Le problème n'est pas tant de créer la branche et de la faire porter par la CNSA que de savoir ce qui va se passer après. Si la branche reste un élément décoratif, on aura manqué notre rendez-vous avec l'Histoire. Si, en revanche, elle bénéficie du périmètre budgétaire que j'ai évoqué, d'une organisation de pilotage plus souple et crée rapidement un agrégat autour des politiques de l'autonomie, indépendamment de ressources qui interviendront ultérieurement, il est plutôt intéressant d'y travailler - sous réserve de se prononcer ensuite sur les modalités des textes futurs, qui pourront faire l'objet d'objections. Il s'agit en soi d'une ouverture, et cette possibilité intervient maintenant.
Monsieur le sénateur Bonne, vous avez évoqué la question de la gouvernance déconcentrée ou décentralisée de ladite branche en rappelant la place des départements et des ARS, des communes, des CCAS et des aides extralégales, qui pèsent leur poids et qu'il ne faut pas négliger. C'est une conviction que certains de mes collègues du conseil de la CNSA partagent avec moi : selon moi, en l'état et compte tenu de ce que la pandémie de la Covid-19 nous a appris, les politiques de l'autonomie ne sont pas hors-sol. La seule manière de conduire des politiques dignes de ce nom est de les mener en partenariat avec les départements, dont c'est la compétence.
J'aimerais qu'on m'explique comment on a fait en milieu rural pour accompagner les habitants des zones tendues du fait de la pandémie et pour passer le cap du confinement.
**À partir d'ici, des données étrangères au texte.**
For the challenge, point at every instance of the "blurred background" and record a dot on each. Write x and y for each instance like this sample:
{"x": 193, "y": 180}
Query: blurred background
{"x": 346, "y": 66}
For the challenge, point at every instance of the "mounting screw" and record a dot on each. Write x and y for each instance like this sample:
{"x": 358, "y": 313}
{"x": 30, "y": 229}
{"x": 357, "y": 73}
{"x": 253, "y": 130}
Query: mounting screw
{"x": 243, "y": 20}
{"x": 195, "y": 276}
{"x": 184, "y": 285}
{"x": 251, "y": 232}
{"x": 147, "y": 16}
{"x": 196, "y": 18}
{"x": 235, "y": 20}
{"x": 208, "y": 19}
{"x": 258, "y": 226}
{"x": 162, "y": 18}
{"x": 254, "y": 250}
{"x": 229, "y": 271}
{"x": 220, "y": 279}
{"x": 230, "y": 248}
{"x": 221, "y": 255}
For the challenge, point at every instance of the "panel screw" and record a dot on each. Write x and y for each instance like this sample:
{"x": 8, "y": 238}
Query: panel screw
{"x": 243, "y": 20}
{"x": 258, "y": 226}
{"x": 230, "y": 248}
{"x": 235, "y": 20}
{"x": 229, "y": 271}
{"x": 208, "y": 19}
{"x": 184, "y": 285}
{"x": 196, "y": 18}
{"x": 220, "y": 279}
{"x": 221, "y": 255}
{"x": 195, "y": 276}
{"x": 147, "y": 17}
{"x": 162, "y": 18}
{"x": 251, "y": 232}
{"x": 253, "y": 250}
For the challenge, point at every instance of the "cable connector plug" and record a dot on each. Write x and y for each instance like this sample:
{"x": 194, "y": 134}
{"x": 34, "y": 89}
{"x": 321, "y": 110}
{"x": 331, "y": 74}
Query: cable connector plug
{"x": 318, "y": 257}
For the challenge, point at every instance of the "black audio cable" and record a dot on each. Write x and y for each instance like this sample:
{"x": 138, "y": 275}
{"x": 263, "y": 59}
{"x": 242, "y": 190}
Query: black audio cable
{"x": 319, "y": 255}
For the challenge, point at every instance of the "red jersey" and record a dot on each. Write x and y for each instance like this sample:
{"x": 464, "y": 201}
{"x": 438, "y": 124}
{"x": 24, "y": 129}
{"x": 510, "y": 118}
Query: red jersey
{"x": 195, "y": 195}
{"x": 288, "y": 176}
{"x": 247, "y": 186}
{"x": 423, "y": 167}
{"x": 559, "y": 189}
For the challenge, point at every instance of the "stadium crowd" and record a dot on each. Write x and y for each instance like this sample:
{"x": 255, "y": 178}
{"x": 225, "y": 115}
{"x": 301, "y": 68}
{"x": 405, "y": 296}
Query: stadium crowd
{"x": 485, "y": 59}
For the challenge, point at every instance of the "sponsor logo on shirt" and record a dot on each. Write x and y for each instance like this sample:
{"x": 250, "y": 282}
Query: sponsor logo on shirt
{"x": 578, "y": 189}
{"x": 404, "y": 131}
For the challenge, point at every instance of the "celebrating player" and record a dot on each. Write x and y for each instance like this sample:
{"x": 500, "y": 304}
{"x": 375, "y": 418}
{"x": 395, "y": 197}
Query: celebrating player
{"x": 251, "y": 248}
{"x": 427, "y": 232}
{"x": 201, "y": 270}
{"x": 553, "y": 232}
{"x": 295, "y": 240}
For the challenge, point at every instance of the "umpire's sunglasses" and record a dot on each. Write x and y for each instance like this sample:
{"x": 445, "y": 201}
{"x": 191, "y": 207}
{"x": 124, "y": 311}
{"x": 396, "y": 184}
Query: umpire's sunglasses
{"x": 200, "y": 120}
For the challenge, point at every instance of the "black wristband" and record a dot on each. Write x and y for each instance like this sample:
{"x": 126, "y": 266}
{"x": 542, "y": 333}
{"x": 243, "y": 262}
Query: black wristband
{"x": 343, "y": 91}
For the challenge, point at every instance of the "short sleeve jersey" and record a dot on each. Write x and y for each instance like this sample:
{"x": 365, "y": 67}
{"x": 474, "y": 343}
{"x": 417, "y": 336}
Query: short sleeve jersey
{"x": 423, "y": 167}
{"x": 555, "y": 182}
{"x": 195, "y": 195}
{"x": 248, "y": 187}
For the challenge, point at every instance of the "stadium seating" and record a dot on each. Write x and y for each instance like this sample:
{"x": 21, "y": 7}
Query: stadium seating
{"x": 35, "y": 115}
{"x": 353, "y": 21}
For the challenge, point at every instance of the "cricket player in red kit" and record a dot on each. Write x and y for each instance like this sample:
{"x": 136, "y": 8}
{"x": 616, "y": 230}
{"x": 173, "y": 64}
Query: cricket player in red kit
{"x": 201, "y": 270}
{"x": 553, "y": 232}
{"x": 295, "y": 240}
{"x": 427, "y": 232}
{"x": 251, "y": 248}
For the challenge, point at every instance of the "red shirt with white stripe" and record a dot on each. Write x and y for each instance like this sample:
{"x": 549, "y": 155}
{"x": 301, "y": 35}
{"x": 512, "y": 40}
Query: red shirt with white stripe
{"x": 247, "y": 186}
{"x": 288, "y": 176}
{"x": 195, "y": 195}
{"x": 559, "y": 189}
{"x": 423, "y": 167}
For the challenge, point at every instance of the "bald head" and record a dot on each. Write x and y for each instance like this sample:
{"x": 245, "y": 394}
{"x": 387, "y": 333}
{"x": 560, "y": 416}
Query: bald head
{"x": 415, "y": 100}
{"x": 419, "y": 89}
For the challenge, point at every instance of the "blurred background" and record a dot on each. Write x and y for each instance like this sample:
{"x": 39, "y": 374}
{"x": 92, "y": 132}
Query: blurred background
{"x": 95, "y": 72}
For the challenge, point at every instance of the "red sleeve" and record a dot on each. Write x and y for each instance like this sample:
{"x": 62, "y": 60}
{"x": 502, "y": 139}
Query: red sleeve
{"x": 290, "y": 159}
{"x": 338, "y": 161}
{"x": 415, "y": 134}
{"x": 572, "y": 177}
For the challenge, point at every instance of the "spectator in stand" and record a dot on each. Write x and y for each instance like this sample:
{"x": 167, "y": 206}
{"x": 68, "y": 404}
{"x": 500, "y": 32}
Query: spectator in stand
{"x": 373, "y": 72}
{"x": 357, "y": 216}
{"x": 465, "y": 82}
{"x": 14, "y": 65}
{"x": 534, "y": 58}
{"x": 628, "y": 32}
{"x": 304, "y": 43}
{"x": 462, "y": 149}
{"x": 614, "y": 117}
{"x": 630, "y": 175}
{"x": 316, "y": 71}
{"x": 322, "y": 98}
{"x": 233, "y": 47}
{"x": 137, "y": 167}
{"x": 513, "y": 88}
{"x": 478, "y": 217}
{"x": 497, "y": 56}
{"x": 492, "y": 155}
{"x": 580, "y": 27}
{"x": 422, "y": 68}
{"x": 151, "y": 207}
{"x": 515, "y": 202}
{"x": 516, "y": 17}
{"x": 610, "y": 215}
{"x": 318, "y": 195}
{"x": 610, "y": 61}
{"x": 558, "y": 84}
Seuls les conseils départementaux pouvaient conduire cette relation de proximité territoriale.
Dans le cadre d'opérations de prototypage de la gouvernance future que le conseil de la CNSA a engagées avec une douzaine d'entre eux, nous avons pu voir que la capacité d'adaptation des présidents de conseils départementaux et de leurs équipes administratives a permis d'apporter des réponses extrêmement réactives et pertinentes à des situations très compliquées.
Chaque fois que le président du conseil départemental a pu, en tant que chef de file, travailler avec un directeur d'ARS qui acceptait d'entrer dans ce jeu agentiel, que le préfet du département a accepté de définir une forme de conférence de l'autonomie en période de crise, qui a aussi toute sa valeur par temps calme, il me semble que les décisions de ces organisations de proximité ont été vertueuses et réactives.
J'ajoute que cette question du pilotage et de la gouvernance d'une politique de l'autonomie telle qu'on la pense « en central » n'est pas très différente dans l'esprit de celle qu'un président de conseil départemental se pose lorsqu'il doit piloter à distance des communes dont les maires ne sont pas forcément de son bord politique mais avec lesquels il assure pourtant la continuité.
C'est ce à quoi nous invite cette réflexion sur la gouvernance de la branche. J'ai confiance dans la capacité des présidents de conseils départementaux d'entrer dans ces fonctionnements agentiels, dans des partenariats avancés, des modes de contractualisation non contraignants, consentis, coproduits avec une branche qui a déjà fait l'expérience, dans le passé et dans ses modes de fonctionnement, de cette possibilité de piloter différemment des politiques publiques.
Il me semble que c'est la leçon qu'on peut tirer du coronavirus, même s'il a pu y avoir des problèmes de pilotage - mais je ne veux pas remuer le couteau dans la plaie. Je pense que nous avons tous été témoins de petites difficultés en la matière.